AUSTIN, TEXAS - They say everything is bigger in Texas and the annual South by Southwest festival in Austin doesn’t seem to be an exception for the Lone Star state.
Since its start, South by Southwest, or SXSW, became a magnet for musicians and artists to showcase their work. But since 1994, a new portion of the festival has taken center stage: South by Southwest Interactive. This section of the event now attracts more people than the music and film divisions.
So what is it about? The organizers call it an “incubator of cutting-edge technologies and digital creativity.” During the five-day event, which started Friday, attendees participate in panels about online privacy, presentations on the advent of robots in daily life or how to properly run your startup.

Visitors explore a robot equipped with facial reco
FILE - Visitors explore a robot equipped with facial recognition software at the South by Southwest (SXSW) interactive, film and music conference in Austin, March 17, 2015.

The festival also has multiple awards ceremonies to honor the best apps, websites, video games and tech creations.
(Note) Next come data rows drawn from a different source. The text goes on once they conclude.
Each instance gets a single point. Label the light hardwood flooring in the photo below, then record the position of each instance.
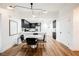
(50, 48)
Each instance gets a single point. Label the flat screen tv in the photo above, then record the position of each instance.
(25, 23)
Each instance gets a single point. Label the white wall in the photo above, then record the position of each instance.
(0, 32)
(65, 26)
(76, 28)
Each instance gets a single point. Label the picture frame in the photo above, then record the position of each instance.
(13, 27)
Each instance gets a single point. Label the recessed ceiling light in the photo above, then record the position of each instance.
(10, 7)
(33, 16)
(44, 11)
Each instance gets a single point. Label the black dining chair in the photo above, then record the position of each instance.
(22, 40)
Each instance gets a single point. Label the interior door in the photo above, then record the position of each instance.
(54, 29)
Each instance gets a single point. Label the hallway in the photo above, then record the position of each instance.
(51, 48)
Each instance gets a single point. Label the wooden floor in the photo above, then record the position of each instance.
(51, 48)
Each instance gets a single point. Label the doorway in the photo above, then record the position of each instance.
(54, 29)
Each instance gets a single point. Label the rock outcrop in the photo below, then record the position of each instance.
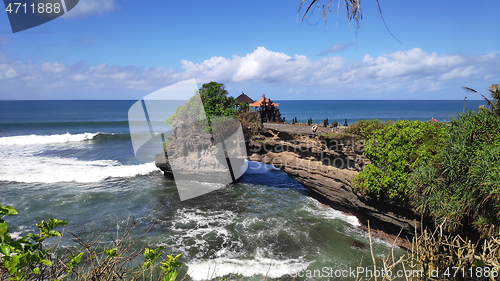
(326, 164)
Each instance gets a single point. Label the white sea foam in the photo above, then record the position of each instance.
(272, 268)
(55, 169)
(46, 139)
(323, 211)
(195, 225)
(259, 168)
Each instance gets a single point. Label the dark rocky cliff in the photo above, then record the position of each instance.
(326, 165)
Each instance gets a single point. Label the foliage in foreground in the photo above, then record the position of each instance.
(462, 187)
(438, 256)
(394, 152)
(28, 259)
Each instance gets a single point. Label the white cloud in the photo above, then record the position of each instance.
(335, 49)
(91, 7)
(405, 71)
(459, 72)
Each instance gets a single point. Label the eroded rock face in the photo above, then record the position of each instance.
(322, 163)
(327, 167)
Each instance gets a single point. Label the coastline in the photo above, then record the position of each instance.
(307, 157)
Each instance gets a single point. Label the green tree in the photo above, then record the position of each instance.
(353, 8)
(394, 152)
(494, 103)
(215, 100)
(462, 187)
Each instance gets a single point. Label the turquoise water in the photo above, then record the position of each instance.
(74, 160)
(393, 110)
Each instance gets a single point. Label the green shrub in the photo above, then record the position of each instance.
(394, 152)
(215, 102)
(462, 187)
(365, 128)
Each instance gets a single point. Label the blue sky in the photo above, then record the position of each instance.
(125, 49)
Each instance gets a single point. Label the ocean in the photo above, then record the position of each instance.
(73, 160)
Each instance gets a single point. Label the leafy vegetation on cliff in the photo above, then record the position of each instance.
(394, 152)
(462, 187)
(449, 172)
(214, 102)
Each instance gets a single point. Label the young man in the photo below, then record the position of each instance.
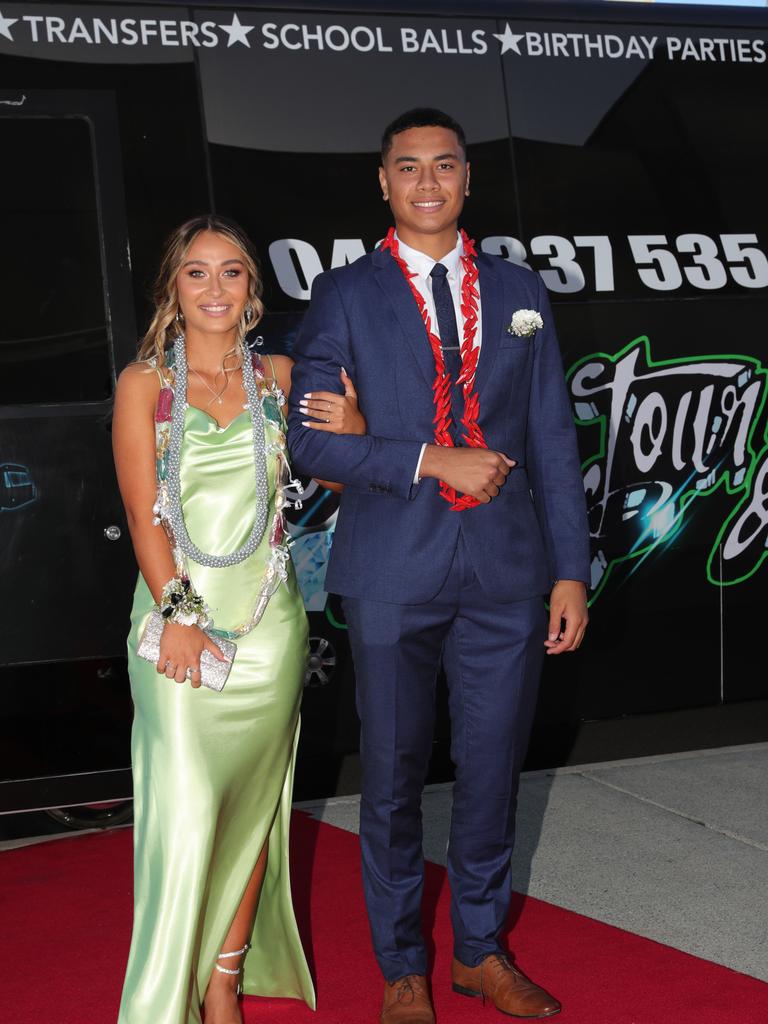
(463, 508)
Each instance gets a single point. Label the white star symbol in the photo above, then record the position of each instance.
(238, 33)
(509, 40)
(5, 24)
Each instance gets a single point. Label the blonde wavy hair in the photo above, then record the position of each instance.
(164, 327)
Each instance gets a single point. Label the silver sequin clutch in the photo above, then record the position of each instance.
(213, 673)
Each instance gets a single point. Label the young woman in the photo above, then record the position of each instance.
(200, 450)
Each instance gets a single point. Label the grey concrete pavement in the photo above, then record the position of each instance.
(674, 848)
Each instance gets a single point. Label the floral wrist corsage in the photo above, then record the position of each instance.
(180, 603)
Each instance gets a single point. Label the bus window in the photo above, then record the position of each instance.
(53, 341)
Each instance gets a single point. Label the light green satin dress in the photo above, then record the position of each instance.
(213, 772)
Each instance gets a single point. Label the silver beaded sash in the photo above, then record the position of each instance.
(175, 512)
(169, 422)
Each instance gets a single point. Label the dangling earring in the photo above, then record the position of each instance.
(180, 326)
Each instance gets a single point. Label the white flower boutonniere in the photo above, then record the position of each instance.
(525, 323)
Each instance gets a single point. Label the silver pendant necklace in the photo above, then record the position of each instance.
(217, 395)
(175, 514)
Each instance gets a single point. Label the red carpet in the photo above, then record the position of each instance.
(66, 912)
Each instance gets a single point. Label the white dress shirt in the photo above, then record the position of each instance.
(422, 265)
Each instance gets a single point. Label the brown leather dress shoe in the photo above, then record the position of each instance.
(408, 1001)
(499, 980)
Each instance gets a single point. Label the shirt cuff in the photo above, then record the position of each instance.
(417, 478)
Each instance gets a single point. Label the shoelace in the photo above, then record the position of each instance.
(404, 987)
(501, 963)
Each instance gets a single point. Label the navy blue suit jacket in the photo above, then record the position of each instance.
(394, 541)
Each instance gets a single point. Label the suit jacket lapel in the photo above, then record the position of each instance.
(389, 278)
(492, 308)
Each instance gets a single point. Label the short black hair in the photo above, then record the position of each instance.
(421, 117)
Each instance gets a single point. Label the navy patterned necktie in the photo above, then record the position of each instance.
(449, 332)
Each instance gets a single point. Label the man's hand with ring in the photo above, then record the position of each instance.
(336, 414)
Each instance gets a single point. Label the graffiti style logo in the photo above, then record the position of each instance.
(671, 432)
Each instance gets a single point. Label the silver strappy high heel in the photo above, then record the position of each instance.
(229, 970)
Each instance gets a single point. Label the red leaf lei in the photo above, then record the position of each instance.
(442, 383)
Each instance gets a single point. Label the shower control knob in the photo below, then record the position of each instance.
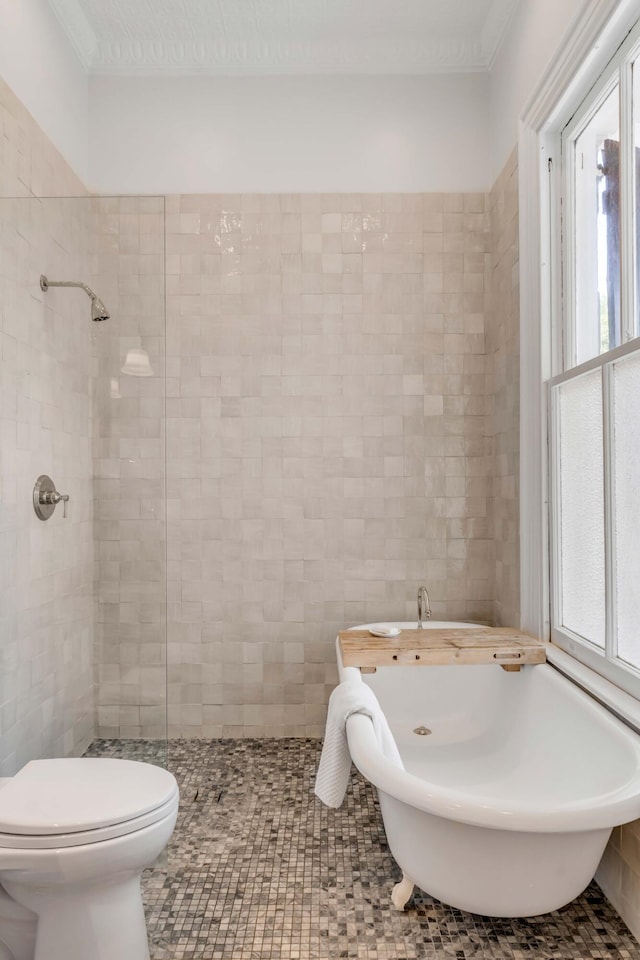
(46, 497)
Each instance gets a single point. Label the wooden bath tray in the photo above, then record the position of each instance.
(441, 647)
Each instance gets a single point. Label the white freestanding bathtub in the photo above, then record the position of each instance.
(505, 806)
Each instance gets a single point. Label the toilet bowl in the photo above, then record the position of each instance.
(75, 836)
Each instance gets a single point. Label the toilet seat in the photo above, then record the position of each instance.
(70, 802)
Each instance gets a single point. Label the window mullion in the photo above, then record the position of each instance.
(611, 634)
(627, 281)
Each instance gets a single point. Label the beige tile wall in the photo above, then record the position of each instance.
(129, 473)
(46, 569)
(327, 440)
(503, 361)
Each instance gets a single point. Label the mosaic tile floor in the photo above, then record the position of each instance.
(258, 869)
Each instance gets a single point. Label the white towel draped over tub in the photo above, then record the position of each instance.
(349, 697)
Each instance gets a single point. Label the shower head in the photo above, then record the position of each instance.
(98, 309)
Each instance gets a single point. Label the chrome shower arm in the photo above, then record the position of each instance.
(46, 283)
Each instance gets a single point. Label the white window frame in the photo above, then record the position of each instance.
(594, 37)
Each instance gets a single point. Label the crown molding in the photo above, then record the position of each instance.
(221, 37)
(78, 30)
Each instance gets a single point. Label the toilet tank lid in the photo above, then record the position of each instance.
(66, 796)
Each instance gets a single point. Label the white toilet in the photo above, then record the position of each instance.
(75, 836)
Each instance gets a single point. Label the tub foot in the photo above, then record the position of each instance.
(401, 893)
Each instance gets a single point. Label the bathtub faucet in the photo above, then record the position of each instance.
(424, 607)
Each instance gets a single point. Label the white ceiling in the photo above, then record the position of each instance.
(285, 36)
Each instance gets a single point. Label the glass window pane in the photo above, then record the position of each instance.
(597, 236)
(581, 522)
(626, 457)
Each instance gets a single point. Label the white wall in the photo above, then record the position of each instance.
(286, 134)
(535, 34)
(38, 63)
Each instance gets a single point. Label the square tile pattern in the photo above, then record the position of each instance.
(259, 869)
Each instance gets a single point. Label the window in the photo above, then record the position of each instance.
(594, 397)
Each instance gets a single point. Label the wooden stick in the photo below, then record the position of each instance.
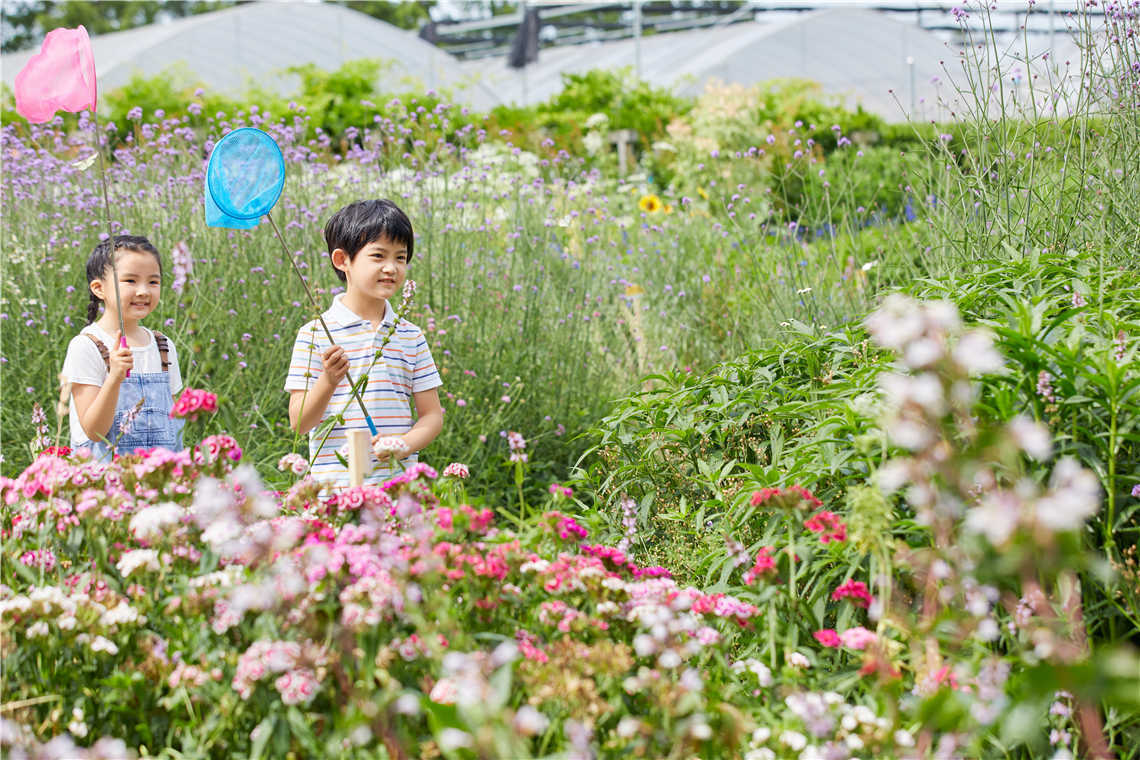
(359, 456)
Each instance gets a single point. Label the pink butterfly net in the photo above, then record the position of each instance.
(60, 76)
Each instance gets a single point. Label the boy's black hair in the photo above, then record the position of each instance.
(99, 262)
(366, 221)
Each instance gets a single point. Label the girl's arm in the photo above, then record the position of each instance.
(429, 421)
(96, 403)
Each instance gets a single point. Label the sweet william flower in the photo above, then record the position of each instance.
(193, 401)
(827, 637)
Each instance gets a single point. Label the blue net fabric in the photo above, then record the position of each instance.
(244, 178)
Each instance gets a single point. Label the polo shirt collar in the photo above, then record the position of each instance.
(345, 317)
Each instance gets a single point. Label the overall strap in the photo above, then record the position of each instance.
(103, 350)
(163, 348)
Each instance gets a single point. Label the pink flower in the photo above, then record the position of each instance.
(827, 637)
(192, 402)
(456, 470)
(829, 525)
(856, 591)
(764, 563)
(857, 638)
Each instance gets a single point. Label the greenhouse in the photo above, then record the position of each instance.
(228, 50)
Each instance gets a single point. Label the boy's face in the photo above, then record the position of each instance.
(377, 271)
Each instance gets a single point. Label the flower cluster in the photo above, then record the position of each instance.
(829, 525)
(518, 446)
(456, 470)
(764, 563)
(293, 463)
(194, 401)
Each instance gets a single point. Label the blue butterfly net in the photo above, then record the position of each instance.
(244, 178)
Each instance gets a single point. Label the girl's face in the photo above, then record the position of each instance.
(139, 285)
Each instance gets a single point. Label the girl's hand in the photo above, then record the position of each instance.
(122, 359)
(335, 364)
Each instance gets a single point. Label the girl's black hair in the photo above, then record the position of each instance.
(365, 221)
(99, 262)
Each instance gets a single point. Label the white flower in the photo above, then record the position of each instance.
(597, 120)
(149, 523)
(593, 142)
(995, 517)
(644, 645)
(530, 721)
(923, 390)
(910, 434)
(896, 323)
(136, 558)
(799, 661)
(119, 614)
(444, 692)
(763, 675)
(407, 704)
(922, 352)
(628, 726)
(453, 738)
(390, 446)
(1032, 436)
(102, 644)
(976, 353)
(762, 753)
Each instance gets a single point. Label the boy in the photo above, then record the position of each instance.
(371, 244)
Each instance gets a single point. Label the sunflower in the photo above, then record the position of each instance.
(650, 204)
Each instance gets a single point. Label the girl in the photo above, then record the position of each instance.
(122, 395)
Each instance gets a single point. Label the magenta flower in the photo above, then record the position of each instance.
(854, 590)
(456, 470)
(194, 401)
(829, 525)
(857, 638)
(827, 637)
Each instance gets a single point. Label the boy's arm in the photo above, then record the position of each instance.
(306, 408)
(429, 421)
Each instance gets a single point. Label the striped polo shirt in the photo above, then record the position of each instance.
(406, 368)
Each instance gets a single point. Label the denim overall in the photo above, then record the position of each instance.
(153, 426)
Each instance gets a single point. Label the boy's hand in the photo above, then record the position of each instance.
(122, 359)
(335, 364)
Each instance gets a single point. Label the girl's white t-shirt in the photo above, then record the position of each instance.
(83, 366)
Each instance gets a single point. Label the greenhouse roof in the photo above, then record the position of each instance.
(858, 57)
(228, 49)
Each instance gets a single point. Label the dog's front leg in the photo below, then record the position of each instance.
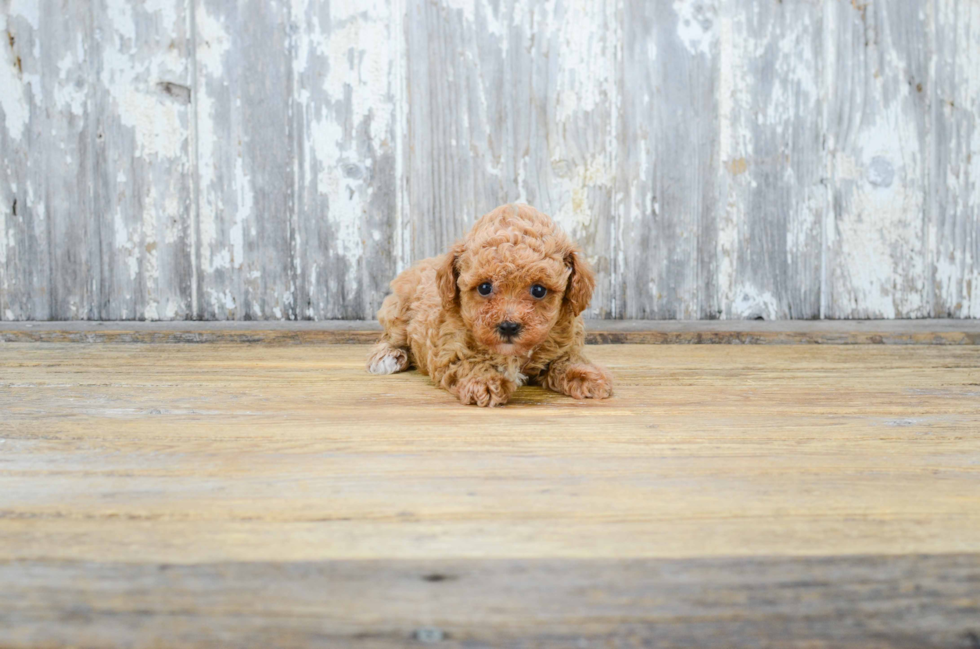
(575, 376)
(478, 383)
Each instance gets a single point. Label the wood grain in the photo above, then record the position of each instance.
(196, 159)
(879, 146)
(513, 101)
(904, 601)
(839, 332)
(726, 496)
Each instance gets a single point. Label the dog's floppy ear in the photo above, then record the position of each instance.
(581, 282)
(447, 277)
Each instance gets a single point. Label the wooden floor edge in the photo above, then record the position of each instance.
(789, 332)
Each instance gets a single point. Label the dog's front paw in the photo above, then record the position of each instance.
(385, 359)
(486, 391)
(583, 381)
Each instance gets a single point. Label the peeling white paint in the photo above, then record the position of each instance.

The gathering has more of an informal atmosphere than other tech events, such as the Mobile World Congress in Spain and CES in Las Vegas.
Big names, like Star Wars director J.J. Abrams, also come to Austin to participate as keynote speakers during SXSW Interactive.

This year, President Barack Obama made history becoming the first sitting president to speak during South by Southwest. Obama pushed for innovation encouraging attendees to “tackle big problems in new ways.”

WATCH: Obama addresses South by Southwest Festival

The year of VR
Virtual reality, or VR, is also expected to be one of the protagonists of the gathering this year. Companies like Samsung have made available VR devices like the Samsung Gear VR.

Later this year, Playstation, Oculus and HTC will also unveil virtual reality devices. Music and media companies will offer attendees the chance to experience their latest products in the VR realm. Sports teams also have been exploring using VR technology to enhance fans’ experience while attending sporting events.
Tech companies look for their moment

You might have heard of Twitter. Well, its big moment happened during South by Southwest Interactive in 2007. The social media network now has more than 320 million users worldwide. That is an impetus a lot of tech startups attending SXSW from different corners of the world want to replicate.
“We can basically show our product to a much bigger audience than we could in Germany,” said Daniel Buttner, founder and CEO of Basslet, a bracelet that allows you to feel the bass of music through your body. Lofelt, the company responsible for the Basslet, is based in Berlin.
Entrepreneurs get together at this tech-themed gathering in the pursuit of putting their product on the map. But they don’t only want brand recognition and generate buzz, they are also looking for funding and many entrepreneurs say SXSW is a perfect occasion for it.
Buttner told VOA Basslet is “also looking at Silicon Valley investors and making connections there.”
Learning from others

Downtown Austin becomes a global gathering. In a matter of minutes you can hear Spanish, Italian, English, German or Japanese, just to name a few languages.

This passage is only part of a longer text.